Journaling Academic Work

I’ve realized that there is a gap in my casual blogging since I’ve started regular posting here. I’ve written about technology and workflow for the most part, just touching at times on neuroscience and philosophy.

When I starting this site back in late 1999 at Dave Winer’s, I explicitly excluded writing about family and work. The internet was for everything else, we decided here at home. Working at a public company at the time, I had an intuition even then that public and private could collide online, with unpleasant consequences.

On the other hand, I think I’ve been neglecting discussions about basic neuroscience. These are exciting times as computational techniques are bringing together computer models of brain function and data collection from functioning brains. I started my research on the brain in the early 80’s at a time when knowledge of basic brain anatomy, neurotransmitters and receptors was exploding. Brain circuitry was being mapped with detail that was astonishing. We were beginning to understand the fundamentals of brain circuitry as building blocks.

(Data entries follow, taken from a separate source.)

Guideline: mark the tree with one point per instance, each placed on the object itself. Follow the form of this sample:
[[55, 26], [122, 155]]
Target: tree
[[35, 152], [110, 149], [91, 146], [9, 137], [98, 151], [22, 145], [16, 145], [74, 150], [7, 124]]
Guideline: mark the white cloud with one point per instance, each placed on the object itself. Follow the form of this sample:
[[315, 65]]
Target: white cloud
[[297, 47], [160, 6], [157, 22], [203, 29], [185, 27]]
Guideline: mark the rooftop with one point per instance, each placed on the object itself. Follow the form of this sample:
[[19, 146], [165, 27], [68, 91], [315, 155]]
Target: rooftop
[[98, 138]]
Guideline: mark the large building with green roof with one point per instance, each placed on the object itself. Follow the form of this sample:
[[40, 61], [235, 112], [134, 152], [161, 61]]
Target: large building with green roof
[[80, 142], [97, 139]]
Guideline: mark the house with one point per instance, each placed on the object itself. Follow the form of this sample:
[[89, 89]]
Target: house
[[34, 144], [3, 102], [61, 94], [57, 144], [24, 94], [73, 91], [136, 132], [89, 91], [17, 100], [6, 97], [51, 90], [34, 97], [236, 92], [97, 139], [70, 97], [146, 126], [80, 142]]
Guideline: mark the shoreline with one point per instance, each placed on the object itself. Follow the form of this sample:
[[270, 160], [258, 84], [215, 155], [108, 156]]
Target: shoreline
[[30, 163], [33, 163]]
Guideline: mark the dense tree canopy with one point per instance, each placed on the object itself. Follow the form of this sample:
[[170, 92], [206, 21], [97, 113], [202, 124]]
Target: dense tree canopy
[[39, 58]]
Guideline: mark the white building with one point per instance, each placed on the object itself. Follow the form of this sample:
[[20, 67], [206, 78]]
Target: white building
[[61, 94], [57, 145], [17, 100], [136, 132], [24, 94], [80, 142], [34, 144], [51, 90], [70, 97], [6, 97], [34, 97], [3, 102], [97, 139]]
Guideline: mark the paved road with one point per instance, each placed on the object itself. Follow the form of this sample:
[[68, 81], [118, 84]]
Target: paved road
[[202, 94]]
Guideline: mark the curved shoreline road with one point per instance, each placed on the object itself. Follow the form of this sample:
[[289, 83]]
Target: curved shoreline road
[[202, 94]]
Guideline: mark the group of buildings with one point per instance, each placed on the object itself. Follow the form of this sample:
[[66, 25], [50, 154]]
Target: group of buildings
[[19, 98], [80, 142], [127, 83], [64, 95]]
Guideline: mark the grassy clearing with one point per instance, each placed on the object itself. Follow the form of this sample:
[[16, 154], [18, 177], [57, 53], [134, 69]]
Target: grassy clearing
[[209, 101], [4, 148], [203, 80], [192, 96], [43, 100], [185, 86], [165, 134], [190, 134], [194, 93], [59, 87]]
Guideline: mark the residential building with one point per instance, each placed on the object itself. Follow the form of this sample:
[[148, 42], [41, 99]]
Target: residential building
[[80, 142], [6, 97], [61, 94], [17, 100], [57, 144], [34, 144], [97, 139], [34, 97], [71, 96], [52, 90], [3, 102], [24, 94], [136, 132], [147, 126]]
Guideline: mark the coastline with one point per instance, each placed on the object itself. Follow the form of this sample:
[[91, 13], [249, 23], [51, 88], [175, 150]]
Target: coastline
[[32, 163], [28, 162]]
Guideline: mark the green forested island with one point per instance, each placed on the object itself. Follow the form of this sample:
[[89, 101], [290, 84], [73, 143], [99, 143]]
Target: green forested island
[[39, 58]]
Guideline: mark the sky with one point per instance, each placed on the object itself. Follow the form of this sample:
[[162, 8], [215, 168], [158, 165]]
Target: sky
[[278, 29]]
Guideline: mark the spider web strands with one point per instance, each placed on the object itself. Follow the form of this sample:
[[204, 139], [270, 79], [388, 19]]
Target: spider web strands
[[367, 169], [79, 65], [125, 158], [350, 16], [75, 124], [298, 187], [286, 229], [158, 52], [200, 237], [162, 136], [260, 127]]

Then, as I was exiting for my career in drug development, molecular biology was taking center stage. It was an era of more granular exploration of gene expression and cellular messaging that I found was moving away from the work on structure and function that had led me into neuroscience in the first place.

While that molecular approach has certainly paid off handsomely in understanding human neurological disease, it is computational approaches that seem to be where the excitement is. For me, it’s way more interesting that reading about the latest collection of messaging cascades and molecular explanation of neuronal function. We seem to be gaining fundamental insight into how interactions in brain circuitry lead to behavior.

Sadly, in my reading of Neuroscience Twitter today, I learned that David Linden, a Professor at Johns Hopkins and a contemporary in the Department when I was on the faculty, has been diagnosed with terminal cancer, writing about it in the Atlantic.

I’m simultaneously furious at my terminal cancer and deeply grateful for all that life has given me. This runs counter to an old idea in neuroscience that we occupy one mental state at a time: We are either curious or fearful—we either “fight or flee” or “rest and digest” based on some overall modulation of the nervous system. But our human brains are more nuanced than that, and so we can easily inhabit multiple complex, even contradictory, cognitive and emotional states.

In the article he also marvels at our recent advances

Now we know that rather than merely reacting to the external world, the brain spends much of its time and energy actively making predictions about the future—mostly the next few moments. Will that baseball flying through the air hit my head? Am I likely to become hungry soon? Is that approaching stranger a friend or a foe? These predictions are deeply rooted, automatic, and subconscious. They can’t be turned off through mere force of will.

The reminder is always there, as we learn in Pirkei Avos: “Rabbi Tarfon said: The day is short, the work is great, the workers are lazy, the reward is great, and the Master of the house presses.”

I take it as a bit of a push to bring a bit more brain science here.